S E B E L A S

1.8K 77 5
                                    

Samuel menepati janjinya dengan mengantar Camila pulang ke unit apartmennya. Didalam apartmennya sudah ada Rena yang menunggui Camila dengan khawatir. Bahkan saat Camila baru saja masuk kedalam apartmen temannya itu langsung berlari ke arahnya dan memberondongi dirinya dengan banyak pertanyaan.

"Gue butuh minum Ren." Camila berkata demikian seraya berjalan ke arah sofa untuk mengambil duduk.

Rena memperhatikan dengan seksama cara jalan temannya yang terlihat sangat aneh itu. Sepertinya memang ada yang tidak beres, pikirnya. Tetapi ia akan menunda pertanyaan dan segera mengambil minum ke dapur untuk Camila.

"Thanks." Segera Camila meneguk segelas air yang Rena berikan padanya benar-benar seperti orang kehausan.

"Jadi, malam itu lo kemana? Gue hampir aja telfon polisi tau gak. Tapi karena ada orang yang ngasih tau lo aman dan dibawa bos mereka gue jadi nahan diri."

"Untuk acara malam itu gimana Ren? Kita dapat pinalti? Ada beberapa schedule kan yang kelewat?" Tanya Camila beruntun, sama sekali tidak menjawab pertanyaan yang Rena ajukan padanya.

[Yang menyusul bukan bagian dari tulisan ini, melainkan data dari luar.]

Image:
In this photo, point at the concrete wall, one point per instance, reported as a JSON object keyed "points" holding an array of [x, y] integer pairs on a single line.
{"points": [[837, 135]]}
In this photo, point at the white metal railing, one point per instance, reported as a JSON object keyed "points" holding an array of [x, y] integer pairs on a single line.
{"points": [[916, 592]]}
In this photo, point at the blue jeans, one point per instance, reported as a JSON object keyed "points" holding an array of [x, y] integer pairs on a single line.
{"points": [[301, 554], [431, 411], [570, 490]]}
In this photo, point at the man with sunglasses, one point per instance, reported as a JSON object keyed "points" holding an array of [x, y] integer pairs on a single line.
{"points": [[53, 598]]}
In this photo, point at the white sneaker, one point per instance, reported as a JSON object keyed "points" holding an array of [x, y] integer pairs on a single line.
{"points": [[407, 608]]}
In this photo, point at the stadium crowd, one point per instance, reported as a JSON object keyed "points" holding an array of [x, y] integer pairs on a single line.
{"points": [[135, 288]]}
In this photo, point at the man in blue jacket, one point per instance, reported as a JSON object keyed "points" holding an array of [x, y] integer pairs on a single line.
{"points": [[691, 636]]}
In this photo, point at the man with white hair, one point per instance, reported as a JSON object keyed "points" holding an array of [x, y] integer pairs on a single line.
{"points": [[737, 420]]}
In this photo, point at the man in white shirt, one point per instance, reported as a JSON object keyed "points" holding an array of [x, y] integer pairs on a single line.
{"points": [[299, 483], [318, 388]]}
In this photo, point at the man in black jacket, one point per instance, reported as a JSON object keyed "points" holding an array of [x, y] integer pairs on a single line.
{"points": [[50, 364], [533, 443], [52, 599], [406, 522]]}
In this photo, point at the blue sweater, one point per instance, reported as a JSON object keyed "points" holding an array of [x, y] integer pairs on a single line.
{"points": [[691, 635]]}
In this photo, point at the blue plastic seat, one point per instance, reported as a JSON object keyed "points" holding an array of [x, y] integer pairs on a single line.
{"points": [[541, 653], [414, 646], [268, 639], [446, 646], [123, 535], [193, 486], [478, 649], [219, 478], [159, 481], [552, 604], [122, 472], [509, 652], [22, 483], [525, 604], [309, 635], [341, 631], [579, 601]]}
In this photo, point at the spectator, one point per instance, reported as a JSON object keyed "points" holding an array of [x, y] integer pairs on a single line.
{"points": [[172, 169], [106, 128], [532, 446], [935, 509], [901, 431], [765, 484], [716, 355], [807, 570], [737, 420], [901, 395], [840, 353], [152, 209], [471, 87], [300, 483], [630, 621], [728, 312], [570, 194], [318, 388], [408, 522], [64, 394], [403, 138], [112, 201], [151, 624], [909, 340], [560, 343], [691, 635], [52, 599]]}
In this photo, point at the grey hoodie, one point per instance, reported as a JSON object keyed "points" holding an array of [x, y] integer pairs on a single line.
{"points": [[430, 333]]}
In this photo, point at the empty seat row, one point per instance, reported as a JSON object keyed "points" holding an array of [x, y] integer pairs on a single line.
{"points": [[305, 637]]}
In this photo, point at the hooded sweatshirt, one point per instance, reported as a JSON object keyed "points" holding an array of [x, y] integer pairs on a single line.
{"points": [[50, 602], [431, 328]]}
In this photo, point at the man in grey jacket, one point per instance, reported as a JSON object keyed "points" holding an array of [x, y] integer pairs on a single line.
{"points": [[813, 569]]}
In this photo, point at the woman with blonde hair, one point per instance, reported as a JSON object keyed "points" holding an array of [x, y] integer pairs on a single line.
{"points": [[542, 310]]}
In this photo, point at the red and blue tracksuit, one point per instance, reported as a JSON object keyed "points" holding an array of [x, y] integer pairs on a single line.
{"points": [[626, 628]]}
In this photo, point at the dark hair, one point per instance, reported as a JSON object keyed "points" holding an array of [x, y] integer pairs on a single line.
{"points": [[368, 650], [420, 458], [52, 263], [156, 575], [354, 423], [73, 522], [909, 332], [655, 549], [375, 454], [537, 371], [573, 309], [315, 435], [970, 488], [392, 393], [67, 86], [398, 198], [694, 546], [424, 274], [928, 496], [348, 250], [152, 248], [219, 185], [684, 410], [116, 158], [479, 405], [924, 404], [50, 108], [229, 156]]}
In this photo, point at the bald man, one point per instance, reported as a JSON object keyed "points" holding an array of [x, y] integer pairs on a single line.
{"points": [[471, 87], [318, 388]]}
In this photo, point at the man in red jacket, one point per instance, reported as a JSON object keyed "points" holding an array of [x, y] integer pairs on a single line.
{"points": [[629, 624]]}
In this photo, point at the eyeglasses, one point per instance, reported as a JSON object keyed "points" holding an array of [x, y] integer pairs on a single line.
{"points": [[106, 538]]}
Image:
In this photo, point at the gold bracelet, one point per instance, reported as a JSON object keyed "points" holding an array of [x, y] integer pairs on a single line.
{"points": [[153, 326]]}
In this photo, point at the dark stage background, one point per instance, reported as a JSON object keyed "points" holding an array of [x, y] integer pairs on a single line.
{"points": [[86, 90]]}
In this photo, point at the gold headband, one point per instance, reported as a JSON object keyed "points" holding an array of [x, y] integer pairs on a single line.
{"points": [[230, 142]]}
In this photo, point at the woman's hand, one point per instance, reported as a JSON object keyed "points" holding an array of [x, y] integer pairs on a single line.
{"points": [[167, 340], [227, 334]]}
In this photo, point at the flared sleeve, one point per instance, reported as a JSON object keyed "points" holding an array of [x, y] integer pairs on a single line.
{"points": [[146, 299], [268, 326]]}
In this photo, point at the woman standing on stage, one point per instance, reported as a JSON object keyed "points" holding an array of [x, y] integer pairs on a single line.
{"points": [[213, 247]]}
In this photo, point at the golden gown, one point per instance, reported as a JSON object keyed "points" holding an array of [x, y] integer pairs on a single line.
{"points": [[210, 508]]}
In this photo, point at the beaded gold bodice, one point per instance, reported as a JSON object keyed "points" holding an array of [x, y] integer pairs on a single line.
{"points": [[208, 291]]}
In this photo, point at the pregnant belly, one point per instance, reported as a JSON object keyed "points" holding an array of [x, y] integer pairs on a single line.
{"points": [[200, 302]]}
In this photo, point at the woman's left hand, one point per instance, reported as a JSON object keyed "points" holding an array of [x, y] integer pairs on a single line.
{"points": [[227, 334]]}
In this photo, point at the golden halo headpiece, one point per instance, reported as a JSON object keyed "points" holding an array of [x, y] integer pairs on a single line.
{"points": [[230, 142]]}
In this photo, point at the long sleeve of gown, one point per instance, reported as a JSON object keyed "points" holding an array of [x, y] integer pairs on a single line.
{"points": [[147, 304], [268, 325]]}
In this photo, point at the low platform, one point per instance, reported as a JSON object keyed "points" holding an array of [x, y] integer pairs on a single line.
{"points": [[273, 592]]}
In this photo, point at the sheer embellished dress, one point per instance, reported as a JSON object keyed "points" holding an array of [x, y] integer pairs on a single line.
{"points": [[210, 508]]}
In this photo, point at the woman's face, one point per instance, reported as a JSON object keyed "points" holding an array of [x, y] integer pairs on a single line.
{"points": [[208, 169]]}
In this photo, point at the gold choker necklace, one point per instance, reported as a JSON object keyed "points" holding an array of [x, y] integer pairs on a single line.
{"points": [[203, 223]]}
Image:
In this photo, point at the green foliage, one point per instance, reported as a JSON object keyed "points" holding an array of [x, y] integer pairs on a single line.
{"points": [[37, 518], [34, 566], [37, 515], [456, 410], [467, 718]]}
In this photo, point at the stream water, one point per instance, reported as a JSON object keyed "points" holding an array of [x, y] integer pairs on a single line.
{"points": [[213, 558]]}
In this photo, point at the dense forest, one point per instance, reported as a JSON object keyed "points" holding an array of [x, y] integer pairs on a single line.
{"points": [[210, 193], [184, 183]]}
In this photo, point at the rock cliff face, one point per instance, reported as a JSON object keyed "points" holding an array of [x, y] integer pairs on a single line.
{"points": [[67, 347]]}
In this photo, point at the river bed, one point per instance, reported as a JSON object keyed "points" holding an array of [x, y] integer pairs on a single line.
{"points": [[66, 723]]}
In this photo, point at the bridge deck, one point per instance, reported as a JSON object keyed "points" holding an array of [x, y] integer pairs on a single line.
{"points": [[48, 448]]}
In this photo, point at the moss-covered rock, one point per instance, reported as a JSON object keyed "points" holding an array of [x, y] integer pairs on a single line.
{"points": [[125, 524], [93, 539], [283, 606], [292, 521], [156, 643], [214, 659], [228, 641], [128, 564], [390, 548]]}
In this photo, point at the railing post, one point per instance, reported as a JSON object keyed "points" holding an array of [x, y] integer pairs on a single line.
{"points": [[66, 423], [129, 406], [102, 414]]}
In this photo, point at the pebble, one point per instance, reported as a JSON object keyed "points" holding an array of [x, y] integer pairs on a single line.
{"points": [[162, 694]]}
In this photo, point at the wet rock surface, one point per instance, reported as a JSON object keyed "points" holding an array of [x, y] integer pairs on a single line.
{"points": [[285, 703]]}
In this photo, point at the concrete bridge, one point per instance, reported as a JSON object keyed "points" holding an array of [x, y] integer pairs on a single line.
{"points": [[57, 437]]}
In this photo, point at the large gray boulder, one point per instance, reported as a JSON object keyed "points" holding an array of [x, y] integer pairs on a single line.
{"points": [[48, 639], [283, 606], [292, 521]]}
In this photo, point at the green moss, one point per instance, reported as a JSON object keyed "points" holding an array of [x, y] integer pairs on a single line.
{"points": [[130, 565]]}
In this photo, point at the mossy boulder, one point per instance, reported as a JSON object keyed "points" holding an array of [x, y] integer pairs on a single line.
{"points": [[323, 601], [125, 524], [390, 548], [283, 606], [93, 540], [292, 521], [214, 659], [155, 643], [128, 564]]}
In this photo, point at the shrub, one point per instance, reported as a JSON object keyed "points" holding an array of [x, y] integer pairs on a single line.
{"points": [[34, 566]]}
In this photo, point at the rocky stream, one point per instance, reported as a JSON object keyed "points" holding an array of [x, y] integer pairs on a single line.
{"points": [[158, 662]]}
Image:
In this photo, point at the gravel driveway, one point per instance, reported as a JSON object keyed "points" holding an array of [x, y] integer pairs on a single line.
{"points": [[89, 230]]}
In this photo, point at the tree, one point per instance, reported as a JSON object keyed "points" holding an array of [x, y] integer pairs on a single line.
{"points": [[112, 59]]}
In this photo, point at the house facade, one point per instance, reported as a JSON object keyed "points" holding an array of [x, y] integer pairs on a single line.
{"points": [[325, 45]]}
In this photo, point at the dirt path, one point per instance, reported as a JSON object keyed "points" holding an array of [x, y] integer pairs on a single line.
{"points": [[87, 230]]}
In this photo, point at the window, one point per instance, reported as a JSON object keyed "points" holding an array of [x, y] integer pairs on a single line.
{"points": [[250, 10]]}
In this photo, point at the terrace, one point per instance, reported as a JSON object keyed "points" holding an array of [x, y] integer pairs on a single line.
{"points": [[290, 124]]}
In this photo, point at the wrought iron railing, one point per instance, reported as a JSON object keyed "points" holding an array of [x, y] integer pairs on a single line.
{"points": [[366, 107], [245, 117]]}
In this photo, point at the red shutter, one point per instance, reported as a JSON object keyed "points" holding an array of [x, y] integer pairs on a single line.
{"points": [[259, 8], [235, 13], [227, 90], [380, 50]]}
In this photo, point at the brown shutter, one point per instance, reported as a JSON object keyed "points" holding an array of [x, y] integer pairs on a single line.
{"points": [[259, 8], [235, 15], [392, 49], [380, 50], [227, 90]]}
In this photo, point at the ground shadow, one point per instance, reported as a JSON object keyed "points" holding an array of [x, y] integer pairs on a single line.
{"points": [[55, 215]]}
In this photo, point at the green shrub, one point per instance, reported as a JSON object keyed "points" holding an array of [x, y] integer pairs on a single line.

"Kita gak dapat pinalti apapun karena ada pihak yang bayar semua jadwal lo yang kacau." Jelas Rena yang membuat Camila tidak habis pikir.

"Kok bisa?"

"Itu yang mau gue tanya. Ini bos mana yang bawa lo sampe bisa nutup semua pinalti kita. Gue bahkan syok banget waktu kemarin banyak banget bodyguard yang ada di tempat kita, gue lebih syok lagi ketika lo tiba-tiba hilang entah kemana padahal harus tampil setelah itu." Cecar Rena.

"Gue mana tau kalo bakal ketemu dia dan dibawa." Gerutu Camila tidak mau disalahkan.

"Jadi lo kenal sama laki-laki itu?"

Camila menghela nafasnya sesaat sebelum ia mulai menceritakan apa yang terjadi di bar empat tahun yang lalu dan alasan sebenarnya mengapa Camila sempat marah pada Rena waktu itu.

Rena menutup mulutnya tak percaya dengan apa yang ia dengar. Itu kejadian empat tahun lalu tetapi bagaimana mungkin pria itu masih mengingat Camila.

"Gue gatau harus respon gimana dari cerita lo ini, yang pasti gue minta maaf karena buat lo hampir terjebak sama cowok sembarangan di bar waktu itu." Ujar Rena tulus, ia bahkan sampai menggenggam tangan sahabatnya itu.

Camila melepaskan tangan Rena sebal, "dulu hampir terjebak dan sekarang sudah terjebak."

"Iya sih, tapi mungkin gak menurut lo kalo dia emang suka sama lo sejak awal. I mean love at first sight waktu di bar dan dia cari-cari lo selama ini gitu?"

"Dia memang bilang begitu, tapi lo pikir itu bisa di percaya Ren?"

"Kalo gue pasti gak percaya." Tukas Rena yang langsung diiyakan setuju oleh Camila, siapapun akan berpikir itu tidak masuk akal. "Kalo dari cerita lo jelas dia gak punya kesan bagus waktu kali pertama kalian ketemu. Bahkan gue masih ingat banget gimana paniknya lo waktu itu bahkan sampai marah ke gue, artinya dia memang menyinggung lo banget."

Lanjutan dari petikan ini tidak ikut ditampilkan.